Is borax dangerous, then?

Borax is toxic, although the risk is low in small quantities. Its LD50 (the amount that kills 50% of the time) in rats is 2.66g/kg; so a child weighing 40kg would have to ingest around 100g to be at serious risk.

The US Environmental Protection Agency (EPA) doesn’t consider over-exposure of the skin or inhaling borax dust to be a serious risk to health. In 2006 it revised its 1946 statement on borax and passed it as safe. Indeed, in some countries borax is even used as a food additive to regulate acidity.

Does that mean it is safe to make borax-based slime?

Ben Stutchbury – 2016 Chemistry World science communication competition winner

Source: © MPP Image Creation/RSC

With proper safety precautions and supervision it is safe: there’s a great recipe for schools here. However, inhaling borax powder can cause coughing and lead to a sore throat, and it can also cause painful inflammation of the skin and eyes. The International Chemical Safety Card (0567) for borax suggests that ingestion might lead to nausea, vomiting, diarrhoea, headache, weakness, drowsiness and even convulsions.

If you are concerned, the good news is that there are several other, safer ingredients that might be used to make slime for the playground.

How do I make slime without borax?

There are various recipes.
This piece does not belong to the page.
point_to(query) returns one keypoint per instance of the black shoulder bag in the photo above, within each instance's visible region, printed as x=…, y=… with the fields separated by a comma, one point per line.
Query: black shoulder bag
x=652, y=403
Some suggest using corn flour (cornstarch in the US) or baby talc instead of borax, then mixing it with PVA glue, colouring agents and glitter. Either of these substitutes will still endow the resulting mixture with similar properties to borax slime.

Mixing corn flour with water is great fun. You want about equal parts corn flour and water, but can just add more of either to make your slime thicker or thinner.